Analysis: Originals, Exclusives dominate Netflix US catalogue
May 31, 2022
In March 2022, the number of Original and Exclusive titles in Netflix’s US catalogue accounted for more than 50 per cent of all available content for the first time in the company’s history. According to Ampere Analysis’s Subscription Video on Demand (SVoD) tracking data, there are now over 3,700 Original-branded (i.e., Original and Exclusive) movies and TV seasons in the Netflix US library, which has consistently offered around 7000 titles over the last three years.
Among the major SVoD platforms, Netflix is second only to the much smaller Apple TV+ in its focus on Original-branded content. It’s far ahead of fellow longstanding streaming incumbents Amazon Prime Video (9 per cent) and Hulu (4 per cent).
Originals have been a major focus of Netflix’s content strategy. In September 2016, when Originals and Exclusives accounted for only 5 per cent of its US catalogue, the then CFO David Wells set a target of a 50/50 split between original and licensed titles within the next few years. This transition to majority original titles is a product of Netflix’s market-leading spending. Ampere’s Markets: Content data shows that the Group has outspent every other SVoD company on original content each year since 2013 and has consistently increased its yearly investment. Netflix’s original content spend peaked at $6.2 billion (€5.8bn) in 2021, more than double the next highest spender, Disney+, with $2.8 billion.

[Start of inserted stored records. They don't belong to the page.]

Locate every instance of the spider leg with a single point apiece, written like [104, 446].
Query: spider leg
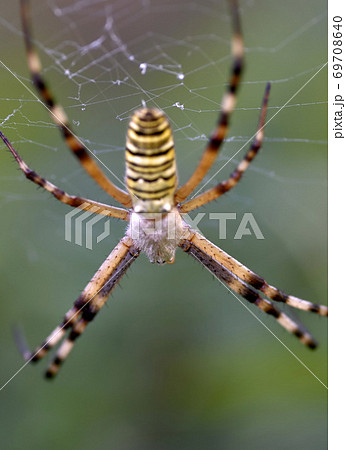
[247, 292]
[233, 180]
[59, 116]
[227, 107]
[72, 200]
[251, 278]
[85, 308]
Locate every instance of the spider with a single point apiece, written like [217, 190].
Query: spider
[155, 206]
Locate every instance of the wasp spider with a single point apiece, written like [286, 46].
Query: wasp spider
[155, 206]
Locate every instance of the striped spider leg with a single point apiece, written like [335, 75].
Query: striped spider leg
[246, 283]
[59, 116]
[156, 224]
[85, 308]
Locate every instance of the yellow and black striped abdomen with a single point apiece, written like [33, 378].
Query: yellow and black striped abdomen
[151, 177]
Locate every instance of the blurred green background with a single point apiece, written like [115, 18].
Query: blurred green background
[173, 361]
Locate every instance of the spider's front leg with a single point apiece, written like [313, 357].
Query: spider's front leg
[246, 283]
[85, 308]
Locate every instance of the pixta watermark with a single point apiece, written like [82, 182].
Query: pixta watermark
[80, 230]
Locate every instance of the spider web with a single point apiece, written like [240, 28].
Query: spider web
[103, 60]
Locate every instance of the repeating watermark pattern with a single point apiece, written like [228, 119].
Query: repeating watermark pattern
[71, 221]
[78, 223]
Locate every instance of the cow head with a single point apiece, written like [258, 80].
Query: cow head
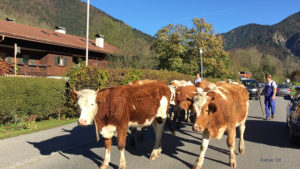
[173, 95]
[203, 109]
[86, 100]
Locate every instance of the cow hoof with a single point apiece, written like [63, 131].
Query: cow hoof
[155, 154]
[103, 167]
[233, 164]
[122, 167]
[242, 151]
[196, 166]
[132, 143]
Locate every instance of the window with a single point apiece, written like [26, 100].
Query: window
[2, 55]
[31, 62]
[60, 61]
[26, 59]
[9, 59]
[20, 60]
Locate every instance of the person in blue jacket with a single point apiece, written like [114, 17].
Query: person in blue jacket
[270, 93]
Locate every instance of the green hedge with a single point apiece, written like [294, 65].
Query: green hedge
[22, 97]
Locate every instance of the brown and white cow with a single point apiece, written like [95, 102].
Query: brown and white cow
[175, 112]
[184, 99]
[180, 83]
[220, 108]
[115, 109]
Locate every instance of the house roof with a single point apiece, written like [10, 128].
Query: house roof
[25, 32]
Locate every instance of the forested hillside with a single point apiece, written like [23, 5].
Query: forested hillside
[280, 40]
[71, 14]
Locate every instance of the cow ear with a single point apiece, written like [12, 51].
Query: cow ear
[74, 94]
[212, 108]
[98, 100]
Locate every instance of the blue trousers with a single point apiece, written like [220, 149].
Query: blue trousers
[269, 103]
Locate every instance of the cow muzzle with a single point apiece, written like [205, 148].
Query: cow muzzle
[82, 122]
[197, 128]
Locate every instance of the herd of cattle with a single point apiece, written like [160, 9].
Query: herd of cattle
[218, 107]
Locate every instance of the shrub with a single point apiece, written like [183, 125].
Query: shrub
[4, 66]
[82, 77]
[23, 97]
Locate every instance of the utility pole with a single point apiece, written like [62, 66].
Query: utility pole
[201, 66]
[87, 33]
[15, 56]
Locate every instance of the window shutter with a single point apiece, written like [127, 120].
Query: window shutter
[9, 59]
[20, 60]
[56, 60]
[25, 59]
[65, 61]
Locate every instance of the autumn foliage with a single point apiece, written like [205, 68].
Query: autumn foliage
[4, 66]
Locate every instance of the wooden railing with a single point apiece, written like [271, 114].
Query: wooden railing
[34, 70]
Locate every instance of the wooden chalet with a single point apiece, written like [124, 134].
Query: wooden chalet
[42, 52]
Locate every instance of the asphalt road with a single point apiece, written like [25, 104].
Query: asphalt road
[266, 144]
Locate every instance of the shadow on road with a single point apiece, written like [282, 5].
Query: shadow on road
[84, 139]
[273, 133]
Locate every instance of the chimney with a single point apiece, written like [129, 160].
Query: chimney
[60, 29]
[99, 40]
[10, 20]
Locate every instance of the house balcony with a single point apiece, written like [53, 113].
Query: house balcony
[31, 69]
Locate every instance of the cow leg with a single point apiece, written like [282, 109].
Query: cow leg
[204, 145]
[107, 143]
[132, 136]
[231, 145]
[188, 115]
[242, 144]
[181, 115]
[121, 146]
[169, 124]
[158, 129]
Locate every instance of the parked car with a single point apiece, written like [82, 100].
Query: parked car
[283, 90]
[261, 86]
[252, 87]
[293, 117]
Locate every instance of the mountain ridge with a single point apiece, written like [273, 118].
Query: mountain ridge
[280, 39]
[50, 13]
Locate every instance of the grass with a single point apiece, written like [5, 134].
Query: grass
[12, 130]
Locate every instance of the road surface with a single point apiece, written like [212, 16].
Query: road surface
[266, 142]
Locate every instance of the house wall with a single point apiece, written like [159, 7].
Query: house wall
[54, 68]
[41, 57]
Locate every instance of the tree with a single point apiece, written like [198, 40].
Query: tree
[4, 67]
[177, 48]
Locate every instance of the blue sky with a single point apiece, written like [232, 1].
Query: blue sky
[149, 16]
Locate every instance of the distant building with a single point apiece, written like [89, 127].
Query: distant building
[245, 75]
[44, 52]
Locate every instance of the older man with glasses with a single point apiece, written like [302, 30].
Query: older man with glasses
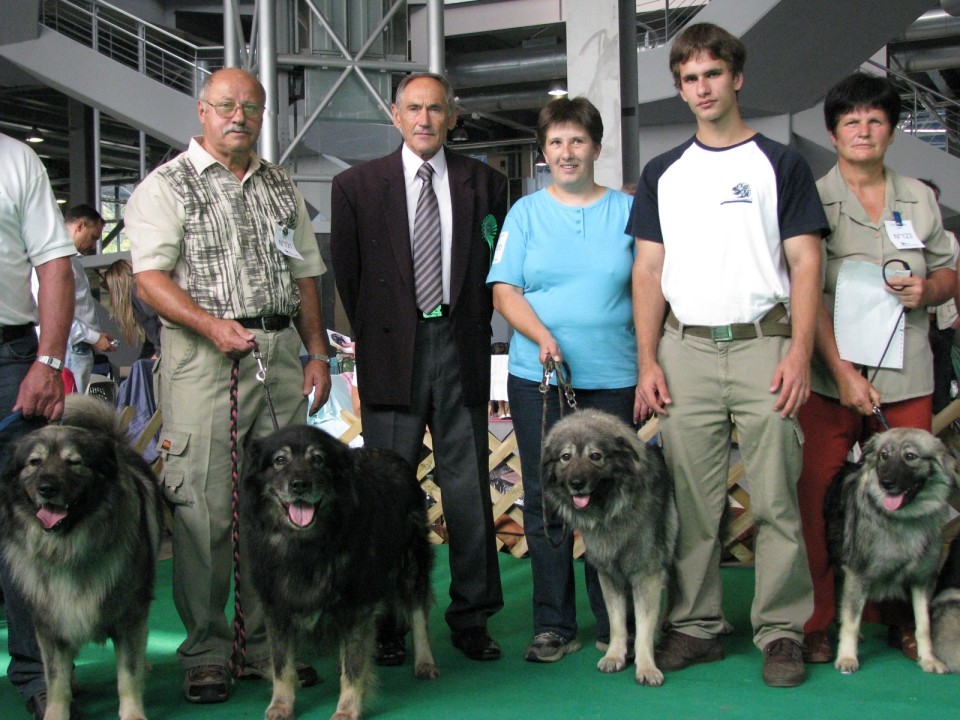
[223, 248]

Such investment has helped make Netflix a prominent distributor of popular content. Ampere’s proprietary Popularity Score indicates that across Q1 2022, Netflix Originals and Exclusives accounted, on average, for 12 per cent of the 100 most popular titles available on SVoD in the US, the highest share of any SVoD platform. Notable titles include the final season of crime series Ozark and the second season of period drama Bridgerton, which recently became the most-watched English-language TV series on Netflix.

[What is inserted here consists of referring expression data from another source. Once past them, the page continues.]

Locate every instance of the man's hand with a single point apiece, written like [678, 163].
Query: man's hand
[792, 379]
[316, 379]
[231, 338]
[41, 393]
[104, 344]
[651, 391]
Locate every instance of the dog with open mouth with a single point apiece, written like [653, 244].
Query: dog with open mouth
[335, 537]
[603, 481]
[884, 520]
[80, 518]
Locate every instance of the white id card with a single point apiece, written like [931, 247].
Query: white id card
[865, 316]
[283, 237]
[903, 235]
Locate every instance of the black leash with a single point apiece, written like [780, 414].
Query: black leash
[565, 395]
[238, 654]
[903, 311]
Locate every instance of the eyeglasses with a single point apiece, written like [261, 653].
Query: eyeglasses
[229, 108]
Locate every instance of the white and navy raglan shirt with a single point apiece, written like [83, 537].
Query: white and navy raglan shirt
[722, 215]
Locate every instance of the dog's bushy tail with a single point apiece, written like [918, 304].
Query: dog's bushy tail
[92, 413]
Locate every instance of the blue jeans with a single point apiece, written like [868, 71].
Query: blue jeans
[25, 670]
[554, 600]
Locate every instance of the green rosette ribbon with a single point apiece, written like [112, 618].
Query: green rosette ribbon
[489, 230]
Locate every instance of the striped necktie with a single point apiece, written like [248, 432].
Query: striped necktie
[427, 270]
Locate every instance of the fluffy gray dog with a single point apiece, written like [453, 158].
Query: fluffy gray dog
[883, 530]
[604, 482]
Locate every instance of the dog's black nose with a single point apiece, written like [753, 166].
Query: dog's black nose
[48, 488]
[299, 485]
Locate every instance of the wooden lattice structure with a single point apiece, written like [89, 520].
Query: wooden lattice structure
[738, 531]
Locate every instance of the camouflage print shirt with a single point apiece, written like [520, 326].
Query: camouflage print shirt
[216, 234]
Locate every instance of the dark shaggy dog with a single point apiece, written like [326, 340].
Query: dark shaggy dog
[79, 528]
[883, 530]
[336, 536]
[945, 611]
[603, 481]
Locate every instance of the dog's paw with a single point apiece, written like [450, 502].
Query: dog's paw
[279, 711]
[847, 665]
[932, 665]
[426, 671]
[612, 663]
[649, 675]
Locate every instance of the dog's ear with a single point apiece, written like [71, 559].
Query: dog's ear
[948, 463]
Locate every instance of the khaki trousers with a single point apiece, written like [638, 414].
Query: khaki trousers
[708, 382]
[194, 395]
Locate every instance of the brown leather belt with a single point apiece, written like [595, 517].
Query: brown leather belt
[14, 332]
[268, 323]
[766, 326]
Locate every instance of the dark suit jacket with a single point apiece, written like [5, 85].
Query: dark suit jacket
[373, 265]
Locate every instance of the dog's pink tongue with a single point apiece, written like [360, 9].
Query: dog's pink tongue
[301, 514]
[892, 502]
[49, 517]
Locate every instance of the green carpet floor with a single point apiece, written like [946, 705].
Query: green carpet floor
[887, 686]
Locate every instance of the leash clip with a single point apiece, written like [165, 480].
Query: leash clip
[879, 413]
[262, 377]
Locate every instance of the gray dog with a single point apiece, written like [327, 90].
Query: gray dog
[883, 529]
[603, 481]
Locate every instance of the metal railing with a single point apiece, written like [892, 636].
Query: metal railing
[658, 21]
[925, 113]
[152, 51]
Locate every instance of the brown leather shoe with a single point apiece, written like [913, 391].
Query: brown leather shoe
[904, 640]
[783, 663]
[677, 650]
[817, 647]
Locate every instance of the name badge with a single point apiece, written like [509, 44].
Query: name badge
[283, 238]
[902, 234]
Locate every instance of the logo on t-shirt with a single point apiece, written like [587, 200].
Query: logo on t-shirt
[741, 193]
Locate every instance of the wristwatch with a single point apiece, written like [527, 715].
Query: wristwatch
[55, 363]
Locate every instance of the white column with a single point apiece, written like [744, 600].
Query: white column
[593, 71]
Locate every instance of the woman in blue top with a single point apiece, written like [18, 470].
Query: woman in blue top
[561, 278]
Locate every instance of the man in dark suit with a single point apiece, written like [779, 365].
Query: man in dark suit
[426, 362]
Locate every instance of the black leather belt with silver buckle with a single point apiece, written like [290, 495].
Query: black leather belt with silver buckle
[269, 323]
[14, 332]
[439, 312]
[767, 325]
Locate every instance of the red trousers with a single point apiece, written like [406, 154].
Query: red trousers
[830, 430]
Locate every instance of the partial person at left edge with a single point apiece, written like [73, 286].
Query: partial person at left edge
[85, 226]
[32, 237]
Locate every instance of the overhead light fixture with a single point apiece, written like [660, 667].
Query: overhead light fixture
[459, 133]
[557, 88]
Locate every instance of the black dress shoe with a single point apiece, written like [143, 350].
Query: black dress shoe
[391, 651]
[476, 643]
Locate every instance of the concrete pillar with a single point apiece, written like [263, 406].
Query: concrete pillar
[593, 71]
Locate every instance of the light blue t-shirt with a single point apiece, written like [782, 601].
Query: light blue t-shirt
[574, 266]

“Netflix’s increasing content self-sufficiency is necessary for today’s streaming market,” advises Joe Hall, Analyst at Ampere Analysis. “The rise of studio-led direct-to-consumer platforms has led to a shrinking pool of licensable content as studios prefer to keep productions in-house. Original content also allows platforms to offer exclusive titles internationally without additional licensing costs. This is particularly important as Netflix sets its sight on acquiring more international subscribers to compensate for maturity in developed markets.”
Under current growth rates, Ampere estimates that 75 per cent of the movies and TV seasons available on Netflix will be either Originals or Exclusives by the end of 2024.